If you just hand the Intern a photo and say, "Describe this," it might guess wrong or miss important details. So, the researchers invented a Two-Step Prompting Strategy (a fancy way of saying "giving the AI a better checklist").

  • Step 1: The Rough Draft. They asked the AI to look at the photo and write a basic description.
  • Step 2: The Editor. They looked at the mistakes the AI made (like confusing a canine tooth for a front tooth) and gave it a better set of instructions. They said, "Hey, don't just guess! Look specifically for the tooth number, the surface (front, back, or top), and any diseases like cavities or stains."

This is like teaching a child to draw. First, they draw a stick figure. Then you say, "Okay, now add eyes, a nose, and make sure the arms are on the sides." The second instruction makes the drawing much better.

3. The Process: Cleaning the "Raw Ingredients"

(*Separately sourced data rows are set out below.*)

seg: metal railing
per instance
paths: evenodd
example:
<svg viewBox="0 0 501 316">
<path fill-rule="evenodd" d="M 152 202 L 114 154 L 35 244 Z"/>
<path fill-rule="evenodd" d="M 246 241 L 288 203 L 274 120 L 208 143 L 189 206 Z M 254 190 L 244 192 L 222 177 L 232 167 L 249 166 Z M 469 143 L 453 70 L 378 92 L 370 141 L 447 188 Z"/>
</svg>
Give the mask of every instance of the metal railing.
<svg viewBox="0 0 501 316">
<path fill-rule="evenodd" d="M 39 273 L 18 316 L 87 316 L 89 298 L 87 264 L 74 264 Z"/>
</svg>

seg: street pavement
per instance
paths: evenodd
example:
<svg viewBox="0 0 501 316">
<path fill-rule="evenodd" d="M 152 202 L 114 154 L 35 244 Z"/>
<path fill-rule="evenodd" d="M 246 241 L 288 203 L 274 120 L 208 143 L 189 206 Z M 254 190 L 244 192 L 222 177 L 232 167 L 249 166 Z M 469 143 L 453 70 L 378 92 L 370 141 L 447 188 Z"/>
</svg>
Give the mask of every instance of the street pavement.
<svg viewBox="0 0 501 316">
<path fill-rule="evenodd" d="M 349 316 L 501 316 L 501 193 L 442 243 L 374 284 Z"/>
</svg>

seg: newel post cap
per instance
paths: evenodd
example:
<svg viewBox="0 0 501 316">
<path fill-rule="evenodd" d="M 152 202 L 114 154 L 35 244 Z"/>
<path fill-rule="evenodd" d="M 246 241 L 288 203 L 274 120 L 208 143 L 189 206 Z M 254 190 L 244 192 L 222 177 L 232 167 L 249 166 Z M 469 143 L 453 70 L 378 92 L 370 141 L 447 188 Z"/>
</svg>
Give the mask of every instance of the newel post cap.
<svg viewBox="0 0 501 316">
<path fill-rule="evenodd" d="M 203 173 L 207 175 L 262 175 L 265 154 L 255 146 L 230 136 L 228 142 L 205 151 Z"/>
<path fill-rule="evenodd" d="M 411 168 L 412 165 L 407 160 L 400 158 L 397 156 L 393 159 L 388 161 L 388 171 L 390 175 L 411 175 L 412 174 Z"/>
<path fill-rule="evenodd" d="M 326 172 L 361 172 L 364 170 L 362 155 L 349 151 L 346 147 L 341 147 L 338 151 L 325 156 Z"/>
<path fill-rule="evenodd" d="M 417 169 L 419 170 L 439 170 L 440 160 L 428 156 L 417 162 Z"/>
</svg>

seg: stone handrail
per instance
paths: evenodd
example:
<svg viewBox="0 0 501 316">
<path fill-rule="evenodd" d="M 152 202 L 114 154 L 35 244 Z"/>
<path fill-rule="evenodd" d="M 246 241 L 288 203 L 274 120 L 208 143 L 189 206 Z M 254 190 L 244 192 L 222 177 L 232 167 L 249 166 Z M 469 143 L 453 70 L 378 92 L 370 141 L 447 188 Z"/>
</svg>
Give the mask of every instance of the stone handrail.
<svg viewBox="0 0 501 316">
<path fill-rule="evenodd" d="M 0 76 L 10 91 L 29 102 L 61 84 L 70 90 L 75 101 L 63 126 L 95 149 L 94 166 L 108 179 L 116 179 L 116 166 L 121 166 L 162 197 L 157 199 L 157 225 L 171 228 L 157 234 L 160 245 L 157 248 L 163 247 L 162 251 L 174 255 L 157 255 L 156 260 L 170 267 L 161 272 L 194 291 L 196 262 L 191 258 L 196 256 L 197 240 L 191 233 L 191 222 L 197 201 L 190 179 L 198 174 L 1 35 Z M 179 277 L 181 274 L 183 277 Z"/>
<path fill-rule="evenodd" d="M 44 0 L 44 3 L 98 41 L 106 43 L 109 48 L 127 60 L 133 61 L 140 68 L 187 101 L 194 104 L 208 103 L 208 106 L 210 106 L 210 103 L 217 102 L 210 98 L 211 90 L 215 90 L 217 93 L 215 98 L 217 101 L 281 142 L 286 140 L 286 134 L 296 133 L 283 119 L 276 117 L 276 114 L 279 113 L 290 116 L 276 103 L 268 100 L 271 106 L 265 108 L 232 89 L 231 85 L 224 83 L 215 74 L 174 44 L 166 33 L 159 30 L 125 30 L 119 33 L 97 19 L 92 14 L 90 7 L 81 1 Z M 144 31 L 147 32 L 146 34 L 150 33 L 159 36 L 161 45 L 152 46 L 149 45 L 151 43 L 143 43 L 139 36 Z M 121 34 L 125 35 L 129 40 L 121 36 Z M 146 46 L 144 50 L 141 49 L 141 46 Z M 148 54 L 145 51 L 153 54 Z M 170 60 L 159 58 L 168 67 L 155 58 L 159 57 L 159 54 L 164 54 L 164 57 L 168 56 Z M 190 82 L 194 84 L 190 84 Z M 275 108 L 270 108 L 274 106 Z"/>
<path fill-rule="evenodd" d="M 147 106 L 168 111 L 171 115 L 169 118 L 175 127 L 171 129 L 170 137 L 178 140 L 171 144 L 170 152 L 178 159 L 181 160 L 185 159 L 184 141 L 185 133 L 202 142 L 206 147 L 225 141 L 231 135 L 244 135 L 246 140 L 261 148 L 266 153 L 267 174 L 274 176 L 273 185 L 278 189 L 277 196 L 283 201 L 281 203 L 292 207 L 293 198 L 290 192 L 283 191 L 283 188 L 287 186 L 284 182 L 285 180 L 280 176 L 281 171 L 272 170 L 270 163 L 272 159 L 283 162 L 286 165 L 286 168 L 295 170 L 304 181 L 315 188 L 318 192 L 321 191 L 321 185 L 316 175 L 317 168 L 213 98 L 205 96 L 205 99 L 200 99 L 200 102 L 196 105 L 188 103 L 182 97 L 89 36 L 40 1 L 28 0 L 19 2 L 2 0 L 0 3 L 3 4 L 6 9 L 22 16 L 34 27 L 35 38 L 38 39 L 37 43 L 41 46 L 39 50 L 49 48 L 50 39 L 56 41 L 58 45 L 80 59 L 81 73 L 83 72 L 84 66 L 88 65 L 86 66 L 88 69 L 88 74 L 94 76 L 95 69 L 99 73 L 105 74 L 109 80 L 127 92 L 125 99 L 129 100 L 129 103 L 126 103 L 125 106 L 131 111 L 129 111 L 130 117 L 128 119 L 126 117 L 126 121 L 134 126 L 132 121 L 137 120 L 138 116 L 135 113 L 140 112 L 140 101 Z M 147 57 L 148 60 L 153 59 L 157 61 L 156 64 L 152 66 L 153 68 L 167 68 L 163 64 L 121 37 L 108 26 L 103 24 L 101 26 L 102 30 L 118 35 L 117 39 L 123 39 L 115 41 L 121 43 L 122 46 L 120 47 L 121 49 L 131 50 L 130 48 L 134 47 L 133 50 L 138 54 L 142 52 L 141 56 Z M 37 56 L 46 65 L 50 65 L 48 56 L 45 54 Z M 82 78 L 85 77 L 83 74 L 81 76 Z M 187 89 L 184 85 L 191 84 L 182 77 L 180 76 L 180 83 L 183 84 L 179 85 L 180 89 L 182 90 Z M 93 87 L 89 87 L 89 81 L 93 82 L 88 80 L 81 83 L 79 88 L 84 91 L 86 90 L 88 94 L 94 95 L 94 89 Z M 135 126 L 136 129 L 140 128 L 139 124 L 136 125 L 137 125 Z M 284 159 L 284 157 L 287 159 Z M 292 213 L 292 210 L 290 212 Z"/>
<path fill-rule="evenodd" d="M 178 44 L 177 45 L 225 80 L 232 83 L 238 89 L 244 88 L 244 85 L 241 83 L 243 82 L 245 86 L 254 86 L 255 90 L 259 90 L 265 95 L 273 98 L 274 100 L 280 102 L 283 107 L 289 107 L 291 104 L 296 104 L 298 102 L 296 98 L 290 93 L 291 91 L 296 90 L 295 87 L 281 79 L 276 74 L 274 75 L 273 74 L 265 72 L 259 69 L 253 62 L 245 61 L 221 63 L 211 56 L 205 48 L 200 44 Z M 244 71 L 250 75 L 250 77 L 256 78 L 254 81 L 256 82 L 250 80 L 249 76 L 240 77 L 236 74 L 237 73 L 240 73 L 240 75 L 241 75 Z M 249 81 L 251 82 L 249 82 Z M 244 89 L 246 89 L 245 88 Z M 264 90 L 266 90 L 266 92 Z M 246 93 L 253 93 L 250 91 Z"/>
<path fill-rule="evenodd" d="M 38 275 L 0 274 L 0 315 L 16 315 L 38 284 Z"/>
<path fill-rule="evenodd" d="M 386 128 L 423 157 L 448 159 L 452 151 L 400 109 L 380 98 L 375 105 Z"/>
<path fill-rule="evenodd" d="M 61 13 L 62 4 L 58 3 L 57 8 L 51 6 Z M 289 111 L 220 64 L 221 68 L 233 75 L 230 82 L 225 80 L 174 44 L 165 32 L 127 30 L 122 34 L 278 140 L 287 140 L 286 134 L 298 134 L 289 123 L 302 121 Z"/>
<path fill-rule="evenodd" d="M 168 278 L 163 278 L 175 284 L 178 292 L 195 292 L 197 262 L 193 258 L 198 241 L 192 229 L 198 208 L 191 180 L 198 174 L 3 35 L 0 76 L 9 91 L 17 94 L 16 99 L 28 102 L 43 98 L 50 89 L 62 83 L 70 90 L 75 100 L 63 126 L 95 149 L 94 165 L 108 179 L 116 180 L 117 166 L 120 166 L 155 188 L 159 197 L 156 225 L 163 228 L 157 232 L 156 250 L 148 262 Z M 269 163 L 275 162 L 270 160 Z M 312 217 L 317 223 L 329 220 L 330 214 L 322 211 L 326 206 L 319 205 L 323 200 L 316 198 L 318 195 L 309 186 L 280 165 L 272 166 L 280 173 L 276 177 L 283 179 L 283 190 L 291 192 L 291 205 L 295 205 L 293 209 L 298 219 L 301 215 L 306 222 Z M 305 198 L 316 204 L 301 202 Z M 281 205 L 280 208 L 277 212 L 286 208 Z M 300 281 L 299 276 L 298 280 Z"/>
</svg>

Before the AI could write, the researchers had to prepare the "ingredients" (the photos):

  • The Filter: They took photos from public websites. Some were blurry, some were too dark, and some showed the whole mouth. They threw out the bad ones.
  • The Cutter: They used a computer program to "crop" the photos. If a photo showed a whole mouth, the program cut it out so only one single tooth was left in the frame.
  • The Masking: They made sure the file names didn't give away the answers (like naming a file "cavity.jpg"). They wanted the AI to learn by looking, not by reading the filename.

4. The Results: A New "Dental Dictionary"

After running their two-step process, they ended up with 1,520 high-quality photos of single teeth, each with a new, detailed caption.

What worked well?
The AI became surprisingly good at spotting the obvious stuff. It could tell the difference between a molar (the big back tooth) and an incisor (the front tooth). It could spot cavities, stains, and broken edges. It was like a detective who is great at finding big clues.

Where did it struggle?

  • The "Invisible" Clues: The AI sometimes missed subtle gum inflammation (gingivitis). It's like trying to spot a faint bruise on a person wearing a thick sweater; the AI couldn't see the gum clearly enough.
  • The "Baby Tooth" Confusion: It got confused by children's teeth, which look different from adult teeth.
  • The "Angle" Problem: Sometimes, if a tooth was turned sideways, the AI thought it was a different type of tooth.

5. Why This Matters

Why go through all this trouble?
Imagine you want to build a super-dentist AI that can diagnose any problem in a mouth. To train that super-AI, you need thousands of examples where the computer knows exactly what it's looking at.

This paper provides the training manual. By using this framework, they created a massive dataset of "single-tooth stories" without needing humans to write every single one.

The Big Takeaway:
They proved that you don't need a specialized, expensive dental AI to start. You can use a general smart AI (like GPT-4o), give it the right instructions (prompts), and it can learn to describe teeth almost as well as a human. This paves the way for future AI tools that can help dentists diagnose problems faster and more accurately, one tooth at a time.